By Hana Namrouqa - Mar 04,2014 - Last updated at Mar 04,2014

AMMAN — Environmental activists on Tuesday expressed their “absolute rejection” of plans to establish fish farms in Aqaba, warning against their adverse impact on marine life and coral reefs.

The Jordanian Federation for Environmental NGOs said that although two high-level committees at the Aqaba Special Economic Zone Authority (ASEZA) ruled against the project due to its negative impact on the marine life, ASEZA is still pressing ahead with the project.

A private engineering and construction company, chaired by a current parliamentarian, is planning to establish the project in the Aqaba Marine Park, according to the federation, an umbrella for eight of the Kingdom’s environmental NGOs.

“ASEZA formed two specialised committees comprising experts in marine life and biodiversity to study the project.

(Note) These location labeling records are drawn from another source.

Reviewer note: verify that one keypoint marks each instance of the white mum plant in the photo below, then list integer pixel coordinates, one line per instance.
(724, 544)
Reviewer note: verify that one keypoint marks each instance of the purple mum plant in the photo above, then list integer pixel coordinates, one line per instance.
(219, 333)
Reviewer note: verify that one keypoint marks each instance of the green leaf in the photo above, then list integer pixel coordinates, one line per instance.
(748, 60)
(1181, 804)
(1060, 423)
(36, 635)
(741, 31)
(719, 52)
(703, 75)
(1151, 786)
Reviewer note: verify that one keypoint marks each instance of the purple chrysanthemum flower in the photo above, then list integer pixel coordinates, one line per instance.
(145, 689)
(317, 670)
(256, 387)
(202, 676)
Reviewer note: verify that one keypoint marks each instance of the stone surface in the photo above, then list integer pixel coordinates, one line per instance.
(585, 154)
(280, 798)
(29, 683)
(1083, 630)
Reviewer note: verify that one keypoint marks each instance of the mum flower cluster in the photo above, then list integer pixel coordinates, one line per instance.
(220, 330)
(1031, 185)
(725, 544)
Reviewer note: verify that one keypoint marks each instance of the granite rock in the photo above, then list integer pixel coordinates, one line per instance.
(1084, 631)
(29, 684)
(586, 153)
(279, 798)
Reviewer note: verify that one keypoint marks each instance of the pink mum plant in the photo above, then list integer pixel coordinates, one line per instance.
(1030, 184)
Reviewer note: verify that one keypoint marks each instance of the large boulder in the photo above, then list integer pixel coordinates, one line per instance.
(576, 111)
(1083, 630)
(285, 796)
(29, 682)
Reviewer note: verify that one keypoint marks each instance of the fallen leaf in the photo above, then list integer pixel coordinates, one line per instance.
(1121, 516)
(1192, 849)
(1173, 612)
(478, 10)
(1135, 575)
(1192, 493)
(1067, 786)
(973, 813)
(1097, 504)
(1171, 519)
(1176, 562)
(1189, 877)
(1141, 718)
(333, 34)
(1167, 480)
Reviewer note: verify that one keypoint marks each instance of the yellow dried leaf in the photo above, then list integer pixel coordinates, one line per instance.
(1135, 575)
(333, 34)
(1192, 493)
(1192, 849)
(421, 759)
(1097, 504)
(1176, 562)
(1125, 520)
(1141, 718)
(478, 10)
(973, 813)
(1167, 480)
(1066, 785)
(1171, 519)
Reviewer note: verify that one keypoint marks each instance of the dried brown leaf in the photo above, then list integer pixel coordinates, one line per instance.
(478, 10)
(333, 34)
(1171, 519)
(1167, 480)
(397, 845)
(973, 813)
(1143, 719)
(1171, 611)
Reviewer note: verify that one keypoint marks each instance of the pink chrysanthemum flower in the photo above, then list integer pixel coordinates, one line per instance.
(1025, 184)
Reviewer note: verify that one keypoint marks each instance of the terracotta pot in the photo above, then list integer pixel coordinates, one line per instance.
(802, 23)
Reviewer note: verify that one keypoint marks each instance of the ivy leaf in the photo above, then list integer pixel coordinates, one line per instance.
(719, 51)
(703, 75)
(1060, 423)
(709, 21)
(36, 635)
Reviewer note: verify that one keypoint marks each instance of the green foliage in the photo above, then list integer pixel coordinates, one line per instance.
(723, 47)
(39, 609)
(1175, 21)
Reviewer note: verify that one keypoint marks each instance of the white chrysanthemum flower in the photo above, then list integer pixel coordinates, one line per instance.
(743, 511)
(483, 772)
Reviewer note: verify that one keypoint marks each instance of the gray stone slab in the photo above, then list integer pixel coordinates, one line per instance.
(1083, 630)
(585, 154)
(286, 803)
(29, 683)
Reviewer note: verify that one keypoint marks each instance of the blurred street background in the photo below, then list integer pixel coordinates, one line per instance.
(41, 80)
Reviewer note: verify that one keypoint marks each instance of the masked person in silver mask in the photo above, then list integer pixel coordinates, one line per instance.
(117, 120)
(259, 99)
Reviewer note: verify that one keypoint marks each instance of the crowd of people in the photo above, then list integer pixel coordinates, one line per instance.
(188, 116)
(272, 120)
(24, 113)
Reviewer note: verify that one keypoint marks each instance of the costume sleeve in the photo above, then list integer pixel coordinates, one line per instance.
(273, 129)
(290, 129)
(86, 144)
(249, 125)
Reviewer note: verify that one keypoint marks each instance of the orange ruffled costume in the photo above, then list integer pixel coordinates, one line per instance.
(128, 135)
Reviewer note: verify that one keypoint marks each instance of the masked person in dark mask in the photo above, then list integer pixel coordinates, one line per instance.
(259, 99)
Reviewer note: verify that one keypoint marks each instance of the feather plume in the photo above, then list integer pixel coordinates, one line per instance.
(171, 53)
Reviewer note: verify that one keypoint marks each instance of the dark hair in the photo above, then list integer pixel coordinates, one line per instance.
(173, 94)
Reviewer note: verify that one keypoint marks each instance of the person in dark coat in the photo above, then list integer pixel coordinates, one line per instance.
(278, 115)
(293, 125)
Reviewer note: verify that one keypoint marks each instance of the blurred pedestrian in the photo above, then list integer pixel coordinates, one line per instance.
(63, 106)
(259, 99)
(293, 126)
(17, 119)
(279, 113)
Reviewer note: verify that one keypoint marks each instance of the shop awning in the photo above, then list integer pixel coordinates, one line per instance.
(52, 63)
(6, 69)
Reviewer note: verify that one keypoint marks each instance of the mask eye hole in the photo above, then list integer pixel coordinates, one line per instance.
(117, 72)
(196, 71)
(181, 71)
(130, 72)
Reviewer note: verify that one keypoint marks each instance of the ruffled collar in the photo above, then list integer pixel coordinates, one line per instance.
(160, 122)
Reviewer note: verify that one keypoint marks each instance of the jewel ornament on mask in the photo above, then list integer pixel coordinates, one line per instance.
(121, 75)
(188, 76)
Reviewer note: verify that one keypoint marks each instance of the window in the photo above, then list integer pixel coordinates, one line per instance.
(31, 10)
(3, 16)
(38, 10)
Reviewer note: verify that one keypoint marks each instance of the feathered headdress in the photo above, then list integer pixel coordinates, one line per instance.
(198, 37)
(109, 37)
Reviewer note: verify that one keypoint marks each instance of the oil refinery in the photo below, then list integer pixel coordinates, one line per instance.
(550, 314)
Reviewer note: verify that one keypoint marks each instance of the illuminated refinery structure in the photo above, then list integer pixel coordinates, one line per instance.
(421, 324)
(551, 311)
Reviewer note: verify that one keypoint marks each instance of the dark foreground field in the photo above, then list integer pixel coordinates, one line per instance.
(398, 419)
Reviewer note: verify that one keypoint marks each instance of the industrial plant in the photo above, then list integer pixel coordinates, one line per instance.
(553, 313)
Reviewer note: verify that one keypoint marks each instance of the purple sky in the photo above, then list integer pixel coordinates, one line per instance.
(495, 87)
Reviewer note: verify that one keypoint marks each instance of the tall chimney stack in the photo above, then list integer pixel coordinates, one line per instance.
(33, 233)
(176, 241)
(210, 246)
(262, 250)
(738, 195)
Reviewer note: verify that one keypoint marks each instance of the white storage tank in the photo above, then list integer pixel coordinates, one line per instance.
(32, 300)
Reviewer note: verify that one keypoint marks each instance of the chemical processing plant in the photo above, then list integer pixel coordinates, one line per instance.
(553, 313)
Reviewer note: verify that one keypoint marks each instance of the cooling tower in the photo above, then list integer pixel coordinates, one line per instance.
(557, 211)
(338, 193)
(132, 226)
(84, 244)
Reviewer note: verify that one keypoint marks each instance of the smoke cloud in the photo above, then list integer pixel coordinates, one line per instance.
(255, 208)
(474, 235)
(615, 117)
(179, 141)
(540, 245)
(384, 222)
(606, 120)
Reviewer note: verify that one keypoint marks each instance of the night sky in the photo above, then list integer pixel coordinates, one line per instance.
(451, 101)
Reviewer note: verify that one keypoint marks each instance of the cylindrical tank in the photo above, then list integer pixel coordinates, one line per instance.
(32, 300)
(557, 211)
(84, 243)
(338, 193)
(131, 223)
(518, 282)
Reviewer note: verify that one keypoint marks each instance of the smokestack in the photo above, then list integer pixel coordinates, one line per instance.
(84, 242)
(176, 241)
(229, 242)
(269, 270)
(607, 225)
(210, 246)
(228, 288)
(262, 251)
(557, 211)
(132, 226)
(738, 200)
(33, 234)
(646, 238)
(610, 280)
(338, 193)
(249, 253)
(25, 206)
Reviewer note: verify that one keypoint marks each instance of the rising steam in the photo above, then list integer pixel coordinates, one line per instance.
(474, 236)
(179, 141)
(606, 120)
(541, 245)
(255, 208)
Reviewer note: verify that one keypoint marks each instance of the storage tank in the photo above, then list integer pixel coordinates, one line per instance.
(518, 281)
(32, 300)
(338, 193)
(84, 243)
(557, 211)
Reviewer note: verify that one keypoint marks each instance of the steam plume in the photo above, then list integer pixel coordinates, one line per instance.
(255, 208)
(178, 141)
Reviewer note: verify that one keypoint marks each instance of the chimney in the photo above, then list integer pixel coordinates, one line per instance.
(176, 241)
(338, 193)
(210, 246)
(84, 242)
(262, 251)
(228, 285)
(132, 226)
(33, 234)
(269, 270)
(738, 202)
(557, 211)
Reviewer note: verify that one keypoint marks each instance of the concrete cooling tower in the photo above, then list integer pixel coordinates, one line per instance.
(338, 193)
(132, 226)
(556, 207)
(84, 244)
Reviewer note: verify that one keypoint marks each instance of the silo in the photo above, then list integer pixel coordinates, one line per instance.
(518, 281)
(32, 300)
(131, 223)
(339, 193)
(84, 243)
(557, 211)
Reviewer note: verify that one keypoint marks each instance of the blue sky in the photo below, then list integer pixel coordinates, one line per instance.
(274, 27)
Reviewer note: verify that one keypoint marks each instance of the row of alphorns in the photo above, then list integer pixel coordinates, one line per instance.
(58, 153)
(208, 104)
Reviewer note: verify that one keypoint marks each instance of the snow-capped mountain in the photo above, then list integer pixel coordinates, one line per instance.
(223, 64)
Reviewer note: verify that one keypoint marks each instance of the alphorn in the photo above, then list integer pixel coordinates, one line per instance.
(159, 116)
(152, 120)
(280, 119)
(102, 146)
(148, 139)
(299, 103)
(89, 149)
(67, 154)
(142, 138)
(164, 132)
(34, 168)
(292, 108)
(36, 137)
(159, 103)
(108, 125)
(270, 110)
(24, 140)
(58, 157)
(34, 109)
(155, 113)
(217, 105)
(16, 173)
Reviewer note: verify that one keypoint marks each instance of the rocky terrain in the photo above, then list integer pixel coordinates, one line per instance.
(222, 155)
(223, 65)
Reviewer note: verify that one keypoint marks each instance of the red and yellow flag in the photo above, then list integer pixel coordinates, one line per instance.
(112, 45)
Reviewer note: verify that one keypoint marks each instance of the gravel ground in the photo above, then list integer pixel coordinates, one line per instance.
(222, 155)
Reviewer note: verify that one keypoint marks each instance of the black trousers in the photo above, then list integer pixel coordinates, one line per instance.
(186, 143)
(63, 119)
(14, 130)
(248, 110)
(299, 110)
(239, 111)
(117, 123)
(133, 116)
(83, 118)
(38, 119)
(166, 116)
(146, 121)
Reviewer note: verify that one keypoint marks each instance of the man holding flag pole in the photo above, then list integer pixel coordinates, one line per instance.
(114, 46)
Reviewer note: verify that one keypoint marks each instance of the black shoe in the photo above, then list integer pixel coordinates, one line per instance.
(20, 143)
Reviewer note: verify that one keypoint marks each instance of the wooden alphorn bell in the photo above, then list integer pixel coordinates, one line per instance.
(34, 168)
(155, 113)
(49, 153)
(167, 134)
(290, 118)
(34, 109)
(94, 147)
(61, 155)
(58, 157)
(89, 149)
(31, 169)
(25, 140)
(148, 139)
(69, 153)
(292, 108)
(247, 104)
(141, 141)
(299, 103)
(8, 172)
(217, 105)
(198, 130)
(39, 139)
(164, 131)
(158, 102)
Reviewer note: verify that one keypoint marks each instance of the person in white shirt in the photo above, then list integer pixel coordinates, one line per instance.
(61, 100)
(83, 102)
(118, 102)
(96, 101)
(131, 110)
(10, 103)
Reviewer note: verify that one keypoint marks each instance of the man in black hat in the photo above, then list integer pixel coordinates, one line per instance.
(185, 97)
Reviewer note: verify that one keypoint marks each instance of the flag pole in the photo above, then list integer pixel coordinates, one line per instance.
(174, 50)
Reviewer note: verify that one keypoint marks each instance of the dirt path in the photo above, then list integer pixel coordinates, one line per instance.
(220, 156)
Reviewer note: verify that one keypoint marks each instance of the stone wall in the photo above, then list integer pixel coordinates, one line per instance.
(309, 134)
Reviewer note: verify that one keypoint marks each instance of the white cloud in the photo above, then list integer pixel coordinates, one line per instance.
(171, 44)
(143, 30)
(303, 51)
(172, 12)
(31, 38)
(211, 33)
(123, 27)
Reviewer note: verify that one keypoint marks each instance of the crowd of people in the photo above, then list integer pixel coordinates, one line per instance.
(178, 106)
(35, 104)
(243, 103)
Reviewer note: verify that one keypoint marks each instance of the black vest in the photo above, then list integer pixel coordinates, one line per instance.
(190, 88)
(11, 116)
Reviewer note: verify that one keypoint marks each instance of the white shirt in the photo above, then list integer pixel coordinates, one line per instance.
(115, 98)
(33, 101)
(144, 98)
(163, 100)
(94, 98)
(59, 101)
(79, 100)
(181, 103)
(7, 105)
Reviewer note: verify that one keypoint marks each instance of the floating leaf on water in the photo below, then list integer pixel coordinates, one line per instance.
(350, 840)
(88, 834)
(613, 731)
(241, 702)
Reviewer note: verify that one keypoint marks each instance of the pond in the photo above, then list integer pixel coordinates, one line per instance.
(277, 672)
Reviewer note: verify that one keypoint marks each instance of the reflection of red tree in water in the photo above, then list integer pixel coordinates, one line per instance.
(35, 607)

Both committees came up with the same result, which is rejecting the project altogether,” Israa Atturk, chairwoman of the federation, said at a press conference to announce its stand against the venture.

Atturk told reporters that ASEZA currently plans to refer the project for an environmental impact assessment “in preparation for its implementation”.

“Carrying out an environmental impact assessment for the fish farms project after two high-level specialised committees disapproved it is flagrant disregard for local and international laws protecting the environment and conventions to which Jordan is signatory,” Atturk added.

The federation on Tuesday sent a letter to Environment Minister Taher Shakhshir, in which they briefed him about the project and its impact on the marine environment.

The federation also urged the minister to “take strict and precautionary measures to prevent the implementation of this dangerous and highly sensitive project” and to protect what is left of Aqaba’s coastline that is open to the public.

The fish farms are projected to be established in the Aqaba Marine Park, a nature reserve located 15 kilometres from downtown Aqaba, according to Atturk.

The government declared the seven-kilometre beach located along the southern coastline of the port city as a marine park in 1997 with the aim of protecting the marine environment from rising pollution resulting from the rapid growth of Aqaba’s population and expansion in its industrial activities, according to the park’s website.

Faisal Abu Sondos, executive director of the Royal Marine Conservation Society of Jordan (JREDS), noted that the project will deprive Aqaba residents and visitors of the last remaining beach in the Red Sea resort that is open to the public.

“Aqaba’s coastline is 27-kilometres long. Our studies show that 22 kilometres… are occupied by ports, investments and private beaches, and only five kilometres is open to the public,” Abu Sondos said during the press conference.

The marine life conservationist warned that the project will also damage Aqaba’s reputation as one of the world’s diving destinations as the fish farms will have a negative impact on the coral reef, adding that this will in turn affect socio-economic conditions in Jordan’s only sea port.

“Marine life will suffer degradation, which will affect the fish population and coral reefs, thus affecting the socio-economic conditions of fishermen and owners of glass boats,” he pointed out.

Abu Sondos said proposals for similar fish farm investments in Aqaba have been refused in the past because of their impact on aquatic life and coral reefs. He noted that Jordan had objected to fish farms in Eilat, located on Israel’s side of the Gulf of Aqaba, and they were removed.